Tour of the Clock Tower in Caledonian Park – Multiple Dates
The Clock Tower has recently been restored – both inside and out. The stairs, masonry and ironwork have all been carefully repaired and repainted and the clock itself has been cleaned.
Visitors will be able to see the large turret clock in action and enjoy breath-taking views of the city from the tower’s balustrade. You will find out about the history of the cattle market that stood on this site and the “Cally” market that preceded it.
The Charterhouse – Multiple Dates and Tours
The Charterhouse are running multiple tours, including their candlelit tours.
The Charterhouse are also offering Islington residents tour tickets for £1
Clerkenwell Curiosities – Saturday 4 February
Clocks and Crusaders, Gin and Jerusalem, Huguenots, Radicals and Criminals. Explore the narrow streets of Clerkenwell bursting with colourful characters, fascinating stories, hidden gems and controversial modern architecture.
Find out about Clerkenwell’s history as a global centre for gin and clock making, the bomb outrage at the Clerkenwell House of Detention and a Musical Coalman.See where Lenin met Stalin and peer down the well that gave the area it’s name – usually only available by appointment.
This 90 minute circular walk begins and ends at Farringdon station and is led by Karen, an official Islington & Clerkenwell guide.
Bleeding Hearts and Body Parts – Multiple Dates in February, March and April
Farringdon and Smithfields have always been associated with gore and bloodshed. For centuries, these two areas of London were the sites of public executions, and the blood of countless criminals was spilt on their streets. In more recent times, Farringdon has had its fair share of bleeding hearts and body parts. Smithfields has been the site of public executions as well as the stage for a number of blockbuster films.
Despite all this violence, both Farringdon and Smithfields have managed to retain an air of mystery and fascination. These two areas of London are steeped in history, and their bloody pasts only add to their allure. For those with a taste for the macabre, Farringdon and Smithfields are definitely worth a visit.
If you want to learn more about London’s gruesome past, or are interested in the stories of courage and defiance that have been written in its blood, then book your tickets now.
Georgian London – Dates in February, March and April
The Georgian period was considered to be elegant and polite. A new type of society had emerged in Britain; a more free, diverse and enlightened society.

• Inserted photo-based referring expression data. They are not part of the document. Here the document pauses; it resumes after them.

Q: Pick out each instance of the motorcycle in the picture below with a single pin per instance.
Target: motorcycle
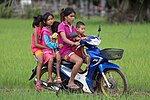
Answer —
(101, 76)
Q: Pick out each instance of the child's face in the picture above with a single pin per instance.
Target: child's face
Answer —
(70, 18)
(81, 29)
(49, 21)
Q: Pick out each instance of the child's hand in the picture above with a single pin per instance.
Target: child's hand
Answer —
(53, 40)
(60, 45)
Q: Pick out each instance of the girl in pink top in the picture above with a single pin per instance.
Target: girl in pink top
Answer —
(65, 27)
(49, 54)
(36, 46)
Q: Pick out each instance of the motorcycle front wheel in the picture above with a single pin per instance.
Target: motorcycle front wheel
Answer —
(117, 80)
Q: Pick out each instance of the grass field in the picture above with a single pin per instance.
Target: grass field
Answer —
(16, 60)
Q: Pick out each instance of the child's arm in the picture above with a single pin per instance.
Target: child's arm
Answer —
(36, 40)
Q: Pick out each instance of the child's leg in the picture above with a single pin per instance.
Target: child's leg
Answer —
(58, 61)
(39, 66)
(50, 63)
(78, 62)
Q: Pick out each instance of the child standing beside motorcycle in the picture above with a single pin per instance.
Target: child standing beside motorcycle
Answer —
(64, 29)
(36, 46)
(80, 29)
(48, 20)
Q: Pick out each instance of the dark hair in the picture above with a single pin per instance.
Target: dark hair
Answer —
(79, 23)
(37, 20)
(65, 12)
(55, 26)
(46, 15)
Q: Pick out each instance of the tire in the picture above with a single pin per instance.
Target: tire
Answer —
(117, 81)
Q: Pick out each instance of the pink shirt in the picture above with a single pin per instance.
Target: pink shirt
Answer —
(63, 27)
(45, 30)
(39, 37)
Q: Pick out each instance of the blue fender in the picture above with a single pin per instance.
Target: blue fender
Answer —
(107, 65)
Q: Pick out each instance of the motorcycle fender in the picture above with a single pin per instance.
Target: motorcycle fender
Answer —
(107, 65)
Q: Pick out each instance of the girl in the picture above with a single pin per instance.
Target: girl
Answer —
(64, 29)
(48, 20)
(36, 46)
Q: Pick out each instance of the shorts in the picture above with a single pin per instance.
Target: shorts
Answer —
(68, 56)
(47, 56)
(38, 52)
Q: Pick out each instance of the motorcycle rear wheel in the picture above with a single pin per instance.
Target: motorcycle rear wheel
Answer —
(117, 80)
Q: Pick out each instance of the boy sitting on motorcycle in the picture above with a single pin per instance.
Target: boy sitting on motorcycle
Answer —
(80, 29)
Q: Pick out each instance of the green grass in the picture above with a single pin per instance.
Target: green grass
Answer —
(16, 60)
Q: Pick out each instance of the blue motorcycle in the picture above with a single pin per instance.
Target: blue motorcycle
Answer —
(101, 76)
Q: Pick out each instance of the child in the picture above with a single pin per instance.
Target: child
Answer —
(48, 20)
(64, 29)
(58, 56)
(36, 46)
(80, 29)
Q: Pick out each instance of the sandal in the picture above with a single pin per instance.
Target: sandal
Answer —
(58, 80)
(73, 86)
(38, 87)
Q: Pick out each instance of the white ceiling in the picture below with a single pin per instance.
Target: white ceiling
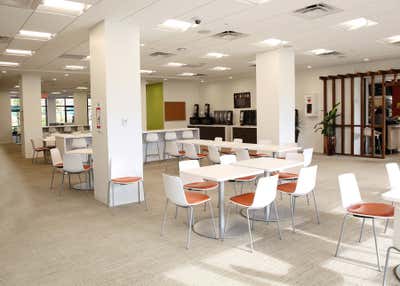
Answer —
(273, 19)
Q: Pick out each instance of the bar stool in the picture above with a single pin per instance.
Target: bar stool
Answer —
(152, 138)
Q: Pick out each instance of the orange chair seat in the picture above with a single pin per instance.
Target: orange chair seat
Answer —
(126, 180)
(287, 188)
(288, 176)
(194, 198)
(372, 209)
(244, 199)
(201, 185)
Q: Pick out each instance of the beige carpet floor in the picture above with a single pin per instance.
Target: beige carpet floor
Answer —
(71, 239)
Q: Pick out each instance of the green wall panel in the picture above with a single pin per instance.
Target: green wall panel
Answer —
(154, 106)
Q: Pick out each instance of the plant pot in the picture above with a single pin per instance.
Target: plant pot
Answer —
(330, 145)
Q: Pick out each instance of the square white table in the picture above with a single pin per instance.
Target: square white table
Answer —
(221, 174)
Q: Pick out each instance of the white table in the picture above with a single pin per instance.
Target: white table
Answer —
(89, 184)
(249, 146)
(221, 174)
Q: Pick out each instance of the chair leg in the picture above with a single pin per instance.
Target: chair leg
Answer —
(251, 236)
(376, 245)
(164, 218)
(315, 206)
(190, 221)
(341, 235)
(362, 230)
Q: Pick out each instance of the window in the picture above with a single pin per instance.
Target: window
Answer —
(64, 110)
(15, 112)
(43, 103)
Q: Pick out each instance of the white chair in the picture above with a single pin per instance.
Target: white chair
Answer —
(213, 154)
(263, 197)
(355, 207)
(56, 162)
(180, 198)
(152, 139)
(190, 152)
(304, 186)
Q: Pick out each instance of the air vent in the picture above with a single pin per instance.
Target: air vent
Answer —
(316, 11)
(72, 57)
(229, 35)
(161, 54)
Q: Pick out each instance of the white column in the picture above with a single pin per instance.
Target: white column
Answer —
(31, 114)
(115, 89)
(276, 96)
(80, 108)
(5, 118)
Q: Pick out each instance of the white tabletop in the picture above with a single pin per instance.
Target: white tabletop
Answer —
(235, 145)
(84, 151)
(270, 164)
(222, 173)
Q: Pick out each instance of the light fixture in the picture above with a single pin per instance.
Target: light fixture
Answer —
(356, 24)
(218, 68)
(272, 42)
(175, 25)
(74, 67)
(9, 64)
(16, 52)
(215, 55)
(63, 7)
(147, 71)
(172, 64)
(34, 35)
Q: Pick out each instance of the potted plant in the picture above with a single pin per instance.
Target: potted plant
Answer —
(327, 127)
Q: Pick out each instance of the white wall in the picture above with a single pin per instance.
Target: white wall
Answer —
(5, 118)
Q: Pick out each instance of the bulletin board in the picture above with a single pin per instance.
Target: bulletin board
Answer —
(175, 110)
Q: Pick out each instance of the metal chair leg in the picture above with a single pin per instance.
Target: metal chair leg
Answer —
(362, 229)
(376, 245)
(341, 235)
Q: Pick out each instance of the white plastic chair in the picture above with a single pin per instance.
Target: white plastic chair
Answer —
(180, 198)
(355, 207)
(304, 186)
(263, 197)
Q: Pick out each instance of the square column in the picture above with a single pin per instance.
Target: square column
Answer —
(31, 113)
(116, 104)
(275, 75)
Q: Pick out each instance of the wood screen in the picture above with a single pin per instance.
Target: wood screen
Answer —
(175, 110)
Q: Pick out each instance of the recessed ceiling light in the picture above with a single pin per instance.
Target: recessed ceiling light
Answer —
(215, 55)
(147, 71)
(34, 35)
(16, 52)
(74, 67)
(63, 7)
(220, 68)
(175, 25)
(271, 42)
(356, 24)
(172, 64)
(9, 64)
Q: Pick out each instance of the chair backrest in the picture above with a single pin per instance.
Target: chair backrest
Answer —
(190, 151)
(174, 190)
(265, 192)
(188, 134)
(227, 159)
(393, 172)
(73, 163)
(152, 137)
(349, 191)
(55, 156)
(170, 136)
(307, 180)
(213, 154)
(187, 165)
(242, 154)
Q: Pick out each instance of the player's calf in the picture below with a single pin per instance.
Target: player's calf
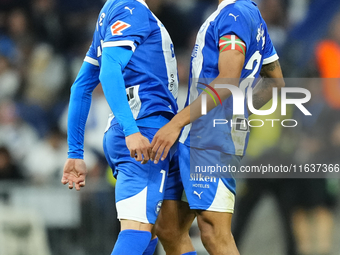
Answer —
(216, 234)
(172, 227)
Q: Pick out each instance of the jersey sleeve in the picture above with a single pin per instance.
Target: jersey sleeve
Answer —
(233, 28)
(91, 56)
(128, 25)
(269, 54)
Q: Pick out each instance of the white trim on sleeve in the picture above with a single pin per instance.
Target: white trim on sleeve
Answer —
(91, 61)
(120, 43)
(270, 59)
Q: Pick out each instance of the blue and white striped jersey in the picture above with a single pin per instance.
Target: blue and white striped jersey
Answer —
(242, 19)
(151, 78)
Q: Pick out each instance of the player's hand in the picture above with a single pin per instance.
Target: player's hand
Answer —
(164, 140)
(74, 173)
(139, 147)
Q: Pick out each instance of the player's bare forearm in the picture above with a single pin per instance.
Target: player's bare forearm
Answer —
(271, 78)
(230, 66)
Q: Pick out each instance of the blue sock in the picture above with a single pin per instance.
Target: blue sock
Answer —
(131, 242)
(152, 247)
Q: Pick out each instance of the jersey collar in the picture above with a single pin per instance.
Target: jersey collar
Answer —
(225, 3)
(143, 3)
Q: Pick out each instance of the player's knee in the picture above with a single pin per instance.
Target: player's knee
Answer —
(164, 233)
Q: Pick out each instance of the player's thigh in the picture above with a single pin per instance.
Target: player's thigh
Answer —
(139, 187)
(214, 223)
(205, 190)
(175, 216)
(175, 219)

On this London walking tour, Hazel will take you back to the days when the surrounding area had a raucous reputation and see how it transformed from a place to be avoided at all costs to a most desirable postcode.
A Road to Ruin – Sunday 26th February and Saturday 1 April
The perfect guided walk for those with a keen interest in history, London and alcohol.
The walking tour ventures through Clerkenwell, historically an area of gin and beer production.
Delve into the past & investigate the relationship between different classes of society in London and what this meant for the alcohol they were able to drink. What was the impact of production and consumption of alcohol? How did artists depict society and the expectations put on the different classes?
Oliver Twist Walk – Sunday 19th February
his Oliver Twist walking tour follows the footsteps of Oliver Twist and Artful Dodger as they make their way through London to reach Fagin’s lair, just like in Charles Dickens’ novel “Oliver Twist.”
You can’t be too stealthy in London, especially if you want to avoid being caught by the police. The Artful Dodger and Oliver would have needed this skill when they headed into Fagin’s lair.